Raddatz had asked Finer: "Where does this end? It's in this stage of tit for tat."

President Joe Biden acknowledged to reporters last week that the strikes weren't stopping the Houthis but that they would continue.

"The purposes here go well beyond deterrence," Finer told Raddatz. "We are also seeking to degrade the Houthis' ability to continue launching these attacks."

Since strikes on Red Sea ships began escalating in recent weeks, the U.S. has also announced an international task force to, essentially, help police the Red Sea area from further attacks.

The U.S. has taken diplomatic steps, too, Finer said on "This Week."

"We've imposed sanctions on the Houthis, we have gotten dozens of countries to issue statements condemning their attacks," he said.

Last week, the Biden administration announced that the Houthis would once again be classified as a terrorist organization, reimposing a designation the White House had earlier lifted out of concerns about how it could affect Yemen's ongoing civil war.

"This is not an attack just on the United States," Finer said. "This is an attack on the entire global economy and the world is standing up and saying they won't tolerate that."

Both the Houthis in Yemen and Iran, whom the U.S. calls a key backer of the Houthis, have said they are carrying out strikes in response to Israel's bombardment of Gaza in order to take out Hamas in the wake of Hamas' Oct. 7 terror attack.

The altercations in the Red Sea, at Israel's border with Lebanon and at U.S. military sites in Iraq and Syria, as well as elsewhere in the Middle East, have raised concerns that Israel's war with Hamas could spill into a wider regional conflict.

That's something the U.S. has maintained it doesn't want.

At the same time, U.S. officials have said they must respond to strikes from Iranian-allied groups like the Houthis and others.

In this July 22, 2022, file photo, Deputy National Security Advisor Jon Finer speaks in Bogota, Colombia.
Ivan Valencia/AP, FILE

On Saturday, an American airbase in western Iraq came under fire from Iranian-backed fighters, military officials said.
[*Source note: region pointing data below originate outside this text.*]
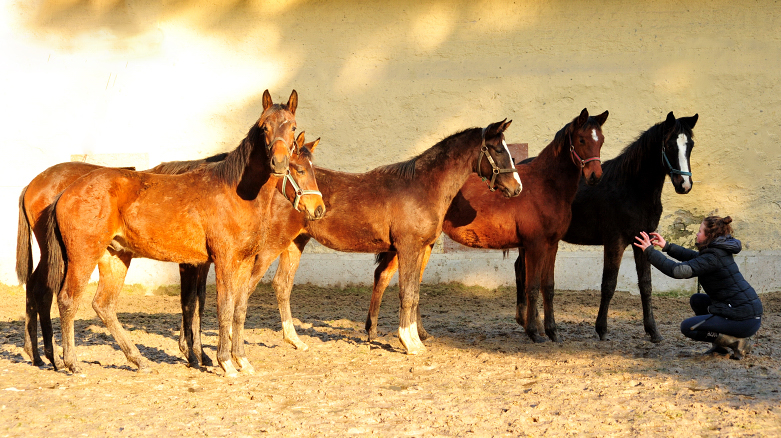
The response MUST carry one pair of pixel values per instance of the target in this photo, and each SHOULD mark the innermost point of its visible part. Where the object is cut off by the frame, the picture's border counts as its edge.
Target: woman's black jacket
(732, 296)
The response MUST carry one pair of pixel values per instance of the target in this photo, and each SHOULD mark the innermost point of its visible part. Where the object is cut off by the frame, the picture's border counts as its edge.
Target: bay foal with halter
(221, 212)
(628, 201)
(399, 208)
(533, 222)
(34, 211)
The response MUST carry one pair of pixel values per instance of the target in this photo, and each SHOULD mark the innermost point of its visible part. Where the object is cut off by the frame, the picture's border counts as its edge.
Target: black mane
(177, 167)
(433, 155)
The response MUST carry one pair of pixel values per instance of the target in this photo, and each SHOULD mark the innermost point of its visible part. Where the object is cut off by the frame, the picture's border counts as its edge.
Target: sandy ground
(481, 376)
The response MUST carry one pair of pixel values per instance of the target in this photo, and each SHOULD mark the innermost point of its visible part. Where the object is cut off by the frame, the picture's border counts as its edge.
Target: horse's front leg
(230, 274)
(113, 268)
(548, 291)
(283, 286)
(643, 267)
(387, 266)
(410, 262)
(613, 251)
(520, 288)
(533, 261)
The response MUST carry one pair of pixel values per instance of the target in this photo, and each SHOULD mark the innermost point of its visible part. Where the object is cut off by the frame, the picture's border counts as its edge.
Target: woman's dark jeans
(707, 327)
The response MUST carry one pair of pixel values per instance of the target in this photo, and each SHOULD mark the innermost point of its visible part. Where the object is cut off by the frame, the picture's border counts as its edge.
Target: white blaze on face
(512, 163)
(683, 141)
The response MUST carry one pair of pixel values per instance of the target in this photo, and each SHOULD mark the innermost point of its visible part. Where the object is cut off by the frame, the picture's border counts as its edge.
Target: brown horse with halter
(404, 214)
(221, 212)
(533, 222)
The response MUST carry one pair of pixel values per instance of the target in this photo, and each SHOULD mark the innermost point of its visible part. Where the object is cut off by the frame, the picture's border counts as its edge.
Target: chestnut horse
(628, 201)
(221, 212)
(403, 213)
(534, 222)
(34, 210)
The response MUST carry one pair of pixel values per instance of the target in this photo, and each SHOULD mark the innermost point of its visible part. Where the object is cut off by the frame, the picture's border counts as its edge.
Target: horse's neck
(450, 175)
(564, 173)
(650, 172)
(257, 182)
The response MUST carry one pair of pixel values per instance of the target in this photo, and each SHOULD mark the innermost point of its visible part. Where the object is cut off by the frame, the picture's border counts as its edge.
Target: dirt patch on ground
(481, 375)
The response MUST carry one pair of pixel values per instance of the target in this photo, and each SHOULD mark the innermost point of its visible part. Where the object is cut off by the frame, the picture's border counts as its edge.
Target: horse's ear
(292, 103)
(580, 120)
(670, 119)
(601, 118)
(313, 145)
(690, 121)
(497, 128)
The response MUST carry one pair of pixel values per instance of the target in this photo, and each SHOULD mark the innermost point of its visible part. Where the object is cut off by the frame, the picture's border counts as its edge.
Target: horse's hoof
(230, 370)
(656, 338)
(206, 360)
(245, 367)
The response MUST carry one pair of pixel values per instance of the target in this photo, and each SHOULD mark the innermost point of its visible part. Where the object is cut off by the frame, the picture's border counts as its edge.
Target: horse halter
(495, 170)
(299, 192)
(576, 158)
(670, 168)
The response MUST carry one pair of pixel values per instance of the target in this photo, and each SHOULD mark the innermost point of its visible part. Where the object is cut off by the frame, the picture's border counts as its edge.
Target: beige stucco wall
(381, 81)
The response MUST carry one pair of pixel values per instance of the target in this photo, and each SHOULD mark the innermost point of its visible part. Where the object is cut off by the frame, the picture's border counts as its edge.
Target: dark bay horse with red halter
(399, 208)
(533, 222)
(221, 213)
(34, 211)
(628, 201)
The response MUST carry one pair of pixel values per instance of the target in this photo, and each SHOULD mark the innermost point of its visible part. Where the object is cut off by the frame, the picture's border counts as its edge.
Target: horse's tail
(58, 261)
(24, 249)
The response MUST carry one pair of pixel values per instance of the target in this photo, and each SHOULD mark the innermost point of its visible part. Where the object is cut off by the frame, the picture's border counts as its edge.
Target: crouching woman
(729, 311)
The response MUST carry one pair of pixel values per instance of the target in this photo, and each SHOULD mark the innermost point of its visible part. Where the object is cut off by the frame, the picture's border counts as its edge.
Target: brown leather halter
(495, 170)
(576, 158)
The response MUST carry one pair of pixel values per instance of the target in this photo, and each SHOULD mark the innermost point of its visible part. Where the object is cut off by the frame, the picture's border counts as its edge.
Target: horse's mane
(435, 154)
(177, 167)
(630, 161)
(231, 169)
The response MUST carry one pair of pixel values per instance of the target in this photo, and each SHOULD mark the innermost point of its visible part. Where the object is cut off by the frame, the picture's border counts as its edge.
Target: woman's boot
(739, 346)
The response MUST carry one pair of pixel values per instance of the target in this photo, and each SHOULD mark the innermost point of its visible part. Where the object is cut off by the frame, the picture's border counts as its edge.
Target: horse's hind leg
(612, 262)
(410, 263)
(548, 291)
(283, 286)
(422, 333)
(113, 268)
(193, 298)
(643, 267)
(31, 321)
(387, 267)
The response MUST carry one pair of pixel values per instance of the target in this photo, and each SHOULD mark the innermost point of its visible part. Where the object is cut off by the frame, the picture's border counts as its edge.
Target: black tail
(24, 250)
(58, 262)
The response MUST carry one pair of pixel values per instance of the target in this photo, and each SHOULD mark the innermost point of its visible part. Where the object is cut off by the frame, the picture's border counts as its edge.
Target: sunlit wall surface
(382, 81)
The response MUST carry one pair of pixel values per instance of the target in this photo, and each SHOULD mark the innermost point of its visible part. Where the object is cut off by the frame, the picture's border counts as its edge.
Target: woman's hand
(643, 240)
(658, 240)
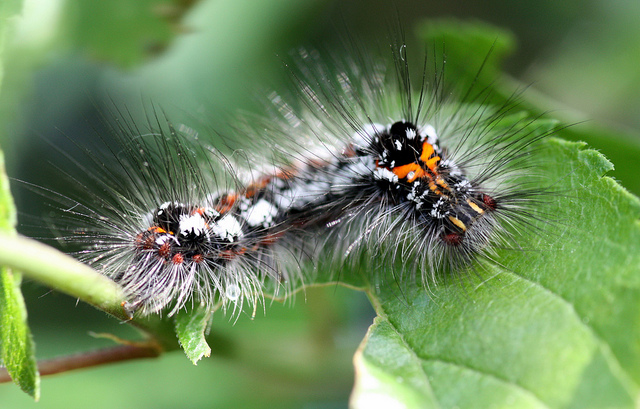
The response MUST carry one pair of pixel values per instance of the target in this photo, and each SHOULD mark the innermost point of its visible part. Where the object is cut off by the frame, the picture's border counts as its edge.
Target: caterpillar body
(372, 166)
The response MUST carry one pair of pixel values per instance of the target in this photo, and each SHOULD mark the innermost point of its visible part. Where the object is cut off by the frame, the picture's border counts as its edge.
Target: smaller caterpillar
(440, 186)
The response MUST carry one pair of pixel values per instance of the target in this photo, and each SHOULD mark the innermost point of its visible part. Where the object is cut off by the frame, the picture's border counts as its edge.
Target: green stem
(62, 272)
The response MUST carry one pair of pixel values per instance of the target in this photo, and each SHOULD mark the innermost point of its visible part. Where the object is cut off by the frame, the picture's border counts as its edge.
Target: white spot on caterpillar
(228, 228)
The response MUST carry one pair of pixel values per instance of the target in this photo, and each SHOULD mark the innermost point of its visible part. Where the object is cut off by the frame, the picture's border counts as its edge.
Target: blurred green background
(201, 61)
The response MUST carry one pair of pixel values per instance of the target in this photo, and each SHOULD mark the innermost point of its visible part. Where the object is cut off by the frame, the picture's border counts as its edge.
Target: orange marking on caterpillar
(226, 203)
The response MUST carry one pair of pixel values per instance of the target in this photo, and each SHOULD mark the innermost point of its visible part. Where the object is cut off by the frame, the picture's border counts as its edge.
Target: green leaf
(190, 328)
(557, 326)
(472, 52)
(17, 350)
(121, 31)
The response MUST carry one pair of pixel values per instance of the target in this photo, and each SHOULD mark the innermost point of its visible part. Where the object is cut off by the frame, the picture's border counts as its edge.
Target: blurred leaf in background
(203, 59)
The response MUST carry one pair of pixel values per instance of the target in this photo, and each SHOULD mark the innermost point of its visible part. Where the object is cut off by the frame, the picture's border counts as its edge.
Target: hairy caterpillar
(374, 164)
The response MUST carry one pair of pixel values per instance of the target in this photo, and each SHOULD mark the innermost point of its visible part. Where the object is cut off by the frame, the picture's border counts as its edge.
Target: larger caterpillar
(402, 174)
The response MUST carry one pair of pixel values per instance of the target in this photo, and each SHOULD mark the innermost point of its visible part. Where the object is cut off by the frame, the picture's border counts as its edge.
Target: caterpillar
(373, 165)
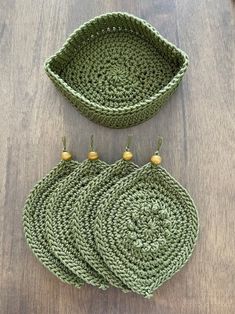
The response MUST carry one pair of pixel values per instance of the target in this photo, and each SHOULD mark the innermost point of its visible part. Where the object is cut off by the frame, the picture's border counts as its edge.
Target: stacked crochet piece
(111, 225)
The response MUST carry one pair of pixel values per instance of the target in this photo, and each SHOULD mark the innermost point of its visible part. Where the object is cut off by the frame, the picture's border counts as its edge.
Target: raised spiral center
(149, 227)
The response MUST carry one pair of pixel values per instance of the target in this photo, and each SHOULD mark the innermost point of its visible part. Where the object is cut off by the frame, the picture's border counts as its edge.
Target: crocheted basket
(117, 70)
Finer, on "This Week," said, "I'm not going to get ahead of any decisions the president may make, but you can be sure that we are taking this extremely seriously and we'll have more to say about it soon."

Raddatz asked Finer about the U.S. decision to not take more direct actions against Iran.

Finer said the U.S. rejects "the justification and the rationale that because there is a conflict going on between Israel and Hamas in Gaza, that entitles a group to take action, military actions, against the entire global economy, against shippers ... that have nothing to do with that conflict."

He went on to say that "we have held Iran responsible for this in a number of ways."

"We have taken military action against sites in Iraq and Syria tied to [Iran], which supports these militias," Finer said.

"I'm not going to sit here and say we are going to take this or that action ahead of decision-making," he said, "but we have been quite clear and we have been quite willing to take action to hold Iran responsible for these attacks in the past."

Raddatz also asked Finer about the dire humanitarian conditions in Gaza, where Israel is continuing its now monthslong campaign against Hamas and where approximately 25,000 people have been killed, according to the Gaza Ministry of Health.

Finer said last month that the White House thinks Israel "did not show sufficient care for civilian life" in Northern Gaza -- echoing what various other high-level Biden administration officials have been saying, trying to balance opposition to Hamas with public concern for Palestinian civilians.

Referring to his previous comments, Raddatz asked on Sunday, "Have things changed and what do we do about them?"

"We have stood up for Israel's right to take defensive actions against Hamas so that this threat cannot be perpetrat[ed] against them again. But we've also been quite clear that the way in which Israel conducts this conflict is of great concern to us," Finer said.

He told Raddatz that the U.S. had seen a a recent "shift" in the fighting in which Israel has begun "to focus more on high-value targets, on Hamas leadership."

Still, "There needs to be more humanitarian assistance going into Gaza," Finer said.

And while he called out "small but consequential steps" like progress with a border crossing opening and the arrival of some goods, he said that was "not enough."

"And so we're gonna continue to put the pressure on and continue to try to work day in, day out, in excruciating detail to make sure that the humanitarian assistance in Gaza is improved as this conflict shifts to a different phase," Finer said.